Subversion+ Versioning Model
April 1st, 2006Kevin Cochrane has posted a good 10,000 foot view of our plans for WCM. I thought I’d post a quick run down on one aspect of WCM that Jon Cox and I have been working on: an extended versioning model for the Alfresco Repository. Web Content Management is collection-oriented. That is, the fundamental unit of change is a group of concomitantly modified assets; raw html, xml records, images, pdf files, and stylesheets are typically worked on in a coordinated manner, and therefore need to be versioned in a coordinated manner. It’s useful to have the ability to view your repository in two complimentary ways: as a sequence of change sets, and as a sequence of directory “snapshots” (i.e: change set integrations). We plan upon implementing a system with Subversion-like semantics to accomplish this; ultimately, we’ll probably create something with svk-like semantics to handle distributed repositories, but more on that later.

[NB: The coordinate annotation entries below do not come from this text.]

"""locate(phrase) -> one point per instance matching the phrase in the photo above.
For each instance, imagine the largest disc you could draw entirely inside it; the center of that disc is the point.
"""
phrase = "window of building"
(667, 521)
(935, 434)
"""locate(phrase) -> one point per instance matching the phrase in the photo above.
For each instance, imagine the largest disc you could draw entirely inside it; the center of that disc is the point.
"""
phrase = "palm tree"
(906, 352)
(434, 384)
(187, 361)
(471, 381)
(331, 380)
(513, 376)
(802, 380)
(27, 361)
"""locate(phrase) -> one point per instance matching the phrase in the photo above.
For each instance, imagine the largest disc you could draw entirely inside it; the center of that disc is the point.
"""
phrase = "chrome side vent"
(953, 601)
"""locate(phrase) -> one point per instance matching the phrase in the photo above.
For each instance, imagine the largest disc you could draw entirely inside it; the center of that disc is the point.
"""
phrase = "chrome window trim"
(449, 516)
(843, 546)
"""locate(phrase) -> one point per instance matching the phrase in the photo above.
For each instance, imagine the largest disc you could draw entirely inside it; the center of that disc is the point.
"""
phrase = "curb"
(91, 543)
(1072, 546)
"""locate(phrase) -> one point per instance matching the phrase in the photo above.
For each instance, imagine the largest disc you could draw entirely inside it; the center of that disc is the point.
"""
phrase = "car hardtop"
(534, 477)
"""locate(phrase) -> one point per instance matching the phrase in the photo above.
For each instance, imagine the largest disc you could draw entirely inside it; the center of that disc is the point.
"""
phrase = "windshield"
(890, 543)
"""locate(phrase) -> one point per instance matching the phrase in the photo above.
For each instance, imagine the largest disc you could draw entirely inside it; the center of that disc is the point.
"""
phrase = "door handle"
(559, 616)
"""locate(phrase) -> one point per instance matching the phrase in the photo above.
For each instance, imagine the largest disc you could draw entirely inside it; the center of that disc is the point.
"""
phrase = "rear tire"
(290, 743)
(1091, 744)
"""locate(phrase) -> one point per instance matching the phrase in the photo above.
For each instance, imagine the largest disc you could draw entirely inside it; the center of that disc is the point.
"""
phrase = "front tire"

Subversion’s versioning model is simple and powerful. A Subversion repository is a singly rooted filesystem-like store for which the root node of a repository can be accessed for any version of the repository; new versions of the repository are created at each ‘commit’ and ‘copy’ operation. This capability is the first critical characteristic of the Subversion model. Every time a developer ‘commits’ a set of files the whole repository is apparently versioned. Subversion performs these versioning operations in a parsimonious way. Using a lazy copy on write strategy, new physical versions are created only for changed leaf nodes and all their containing directories, recursively.
We are also introducing the concept of “layering,” which will give Alfresco a set of capabilities that are deeply useful for a number of WCM scenarios. In the next installment we’ll describe what layering is and what it’s good for.
No, this is not an April Fool’s day prank.